Rechtsfrage(n) Gericht und Mietrecht

    • petrapetersen
      petrapetersen
      Global
      Dabei seit: 27.06.2016 Beiträge: 27
      Hi,
      mein Vermieter ist ein geldgieriges Arschloch. Er hat mir gekündigt wegen eines angeblichen Eigenbedarfs. Er ist Steuerberater 600 km entfernt und will in meine 1-RWG ein "Büro+Wohnen" machen für die Zeit, die er seine Klienten hier in meiner Stadt betreut (lol). :thinking:
      Wie oft im Jahr er dann überhaupt hier wohnen will hat er nicht angegeben (auch auch Nachfrage nicht).
      Ich habe der Kündigung widersprochen: Ernsthaftigkeit seines Interesses in Abrede gestellt, Härtefallregelung geltend gemacht (geringes Einkommen, keine bezahlbare Wohnung verfügbar etc.). Nun hat er Räumungs-Klage eingereicht. Die Klage ist angenommen und nach meiner schriftlichen Stellungnahme ist die mündliche Verhandlung in ein paar Wochen.

      Meine Frage: (weitere im Spoiler)
      Falls ich verlieren sollte, wie schnell müsste ich aus der Wohnung raus?
      Mit was für Kosten muss ich rechnen wenn ich den Prozess verliere?
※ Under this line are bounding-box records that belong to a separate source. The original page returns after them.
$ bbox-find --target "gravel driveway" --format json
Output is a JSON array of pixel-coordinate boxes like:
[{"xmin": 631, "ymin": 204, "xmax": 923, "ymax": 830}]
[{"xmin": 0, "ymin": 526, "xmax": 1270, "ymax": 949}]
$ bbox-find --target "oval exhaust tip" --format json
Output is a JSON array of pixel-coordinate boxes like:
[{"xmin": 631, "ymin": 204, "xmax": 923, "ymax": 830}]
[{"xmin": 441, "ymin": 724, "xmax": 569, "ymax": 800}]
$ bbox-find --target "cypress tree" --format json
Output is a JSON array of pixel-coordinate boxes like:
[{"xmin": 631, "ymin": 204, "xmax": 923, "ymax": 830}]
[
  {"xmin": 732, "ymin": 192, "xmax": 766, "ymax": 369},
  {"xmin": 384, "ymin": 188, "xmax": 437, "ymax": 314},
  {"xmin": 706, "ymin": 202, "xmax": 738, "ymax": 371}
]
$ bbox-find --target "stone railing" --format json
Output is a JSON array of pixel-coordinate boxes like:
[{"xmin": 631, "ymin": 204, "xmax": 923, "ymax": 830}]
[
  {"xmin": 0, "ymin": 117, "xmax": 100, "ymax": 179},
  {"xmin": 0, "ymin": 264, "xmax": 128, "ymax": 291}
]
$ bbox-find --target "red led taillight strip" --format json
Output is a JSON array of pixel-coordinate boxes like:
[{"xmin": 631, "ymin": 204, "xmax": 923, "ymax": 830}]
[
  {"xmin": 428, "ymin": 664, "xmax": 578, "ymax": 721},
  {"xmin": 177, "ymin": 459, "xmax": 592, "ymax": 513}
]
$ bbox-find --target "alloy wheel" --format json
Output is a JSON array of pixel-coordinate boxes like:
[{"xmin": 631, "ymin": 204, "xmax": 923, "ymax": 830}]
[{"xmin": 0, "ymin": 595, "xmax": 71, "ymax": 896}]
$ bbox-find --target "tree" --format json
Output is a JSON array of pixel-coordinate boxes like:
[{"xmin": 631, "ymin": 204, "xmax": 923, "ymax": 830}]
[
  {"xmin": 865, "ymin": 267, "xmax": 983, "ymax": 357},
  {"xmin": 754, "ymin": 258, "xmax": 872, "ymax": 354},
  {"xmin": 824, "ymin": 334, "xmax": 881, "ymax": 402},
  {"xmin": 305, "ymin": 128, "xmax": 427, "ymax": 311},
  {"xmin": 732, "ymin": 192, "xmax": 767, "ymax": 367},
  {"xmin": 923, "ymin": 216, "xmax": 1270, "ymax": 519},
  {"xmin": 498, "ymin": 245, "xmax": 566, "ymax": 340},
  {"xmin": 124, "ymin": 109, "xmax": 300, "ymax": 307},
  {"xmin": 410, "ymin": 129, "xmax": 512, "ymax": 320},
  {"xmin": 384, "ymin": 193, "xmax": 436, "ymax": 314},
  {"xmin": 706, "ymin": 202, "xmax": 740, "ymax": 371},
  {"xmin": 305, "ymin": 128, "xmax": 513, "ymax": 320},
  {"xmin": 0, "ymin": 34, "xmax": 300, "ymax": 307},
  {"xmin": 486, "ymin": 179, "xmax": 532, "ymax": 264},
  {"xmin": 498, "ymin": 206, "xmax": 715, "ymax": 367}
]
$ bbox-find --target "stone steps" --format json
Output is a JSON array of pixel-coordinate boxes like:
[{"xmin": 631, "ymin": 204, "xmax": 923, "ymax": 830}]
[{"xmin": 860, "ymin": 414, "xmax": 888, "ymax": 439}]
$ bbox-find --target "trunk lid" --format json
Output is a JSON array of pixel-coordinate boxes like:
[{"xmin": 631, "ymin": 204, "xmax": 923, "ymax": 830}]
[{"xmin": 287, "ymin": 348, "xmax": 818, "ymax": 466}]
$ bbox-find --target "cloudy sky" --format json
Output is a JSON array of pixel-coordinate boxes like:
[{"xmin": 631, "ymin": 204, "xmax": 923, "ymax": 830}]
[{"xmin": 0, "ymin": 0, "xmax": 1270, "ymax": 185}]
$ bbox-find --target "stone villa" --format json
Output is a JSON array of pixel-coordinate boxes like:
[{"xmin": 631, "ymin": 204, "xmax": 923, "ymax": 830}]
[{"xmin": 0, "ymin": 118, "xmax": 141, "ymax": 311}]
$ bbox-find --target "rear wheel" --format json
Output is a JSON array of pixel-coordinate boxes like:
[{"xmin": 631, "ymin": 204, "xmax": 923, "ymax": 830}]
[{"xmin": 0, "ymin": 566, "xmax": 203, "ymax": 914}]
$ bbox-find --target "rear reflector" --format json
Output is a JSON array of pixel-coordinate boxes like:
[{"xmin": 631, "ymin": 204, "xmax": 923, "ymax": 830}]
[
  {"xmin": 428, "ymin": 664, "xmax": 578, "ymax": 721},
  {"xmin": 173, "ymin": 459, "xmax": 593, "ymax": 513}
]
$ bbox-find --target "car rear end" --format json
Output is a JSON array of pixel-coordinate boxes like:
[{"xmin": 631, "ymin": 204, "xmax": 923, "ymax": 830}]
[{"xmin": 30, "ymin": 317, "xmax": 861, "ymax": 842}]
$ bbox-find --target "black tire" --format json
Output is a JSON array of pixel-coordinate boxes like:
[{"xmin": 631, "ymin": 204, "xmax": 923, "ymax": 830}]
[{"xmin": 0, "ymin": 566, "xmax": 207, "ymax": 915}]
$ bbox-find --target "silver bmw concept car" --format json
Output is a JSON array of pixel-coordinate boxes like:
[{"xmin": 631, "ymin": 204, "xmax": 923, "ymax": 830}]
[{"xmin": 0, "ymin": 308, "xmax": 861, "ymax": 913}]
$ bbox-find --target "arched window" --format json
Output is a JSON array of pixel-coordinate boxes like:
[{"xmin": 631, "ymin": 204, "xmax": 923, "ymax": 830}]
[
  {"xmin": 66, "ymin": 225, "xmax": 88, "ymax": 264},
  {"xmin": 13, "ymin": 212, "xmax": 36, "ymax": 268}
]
Hab derzeit kaum Geld und kann mir aus diesem Grund auch keinen Anwalt leisten.

      Weitere Infos und interessante Fragen zum Thema Mietrecht im Spoiler:

      In der Verteidigung gegen die Räumungsklage habe ich angeführt:
      1. Kündigung erfolgte Ende Dezember 2015 zum 30.06.16. Habe Anfang Januar 2016 widersprochen und Gründe aufgeführt (Härtefall). Ich schrieb, dass ich davon ausgehe, dass er die Kündigung zurück genommen hat, falls ich bis Ende Januar 2016 nichts mehr von ihm höre. Ich habe dann nichts mehr von ihm gehört. Ende Februar 2016 schrieb ich ihm dann, dass ich nun davon ausgehe, dass sich alles erledigt hat und er von der Kündigung Abstand genommen hat. Erst Ende April 2016 schrieb mir sein Anwalt, dass er weiterhin an der Kündigung festhalten wolle. --> Konnte ich nach fast 4 Monaten in denen ich auf meinen Widerspruch nichts gehört habe nicht guten Glaubens davon ausgehen, dass er die Kündigung zurück genommen hat?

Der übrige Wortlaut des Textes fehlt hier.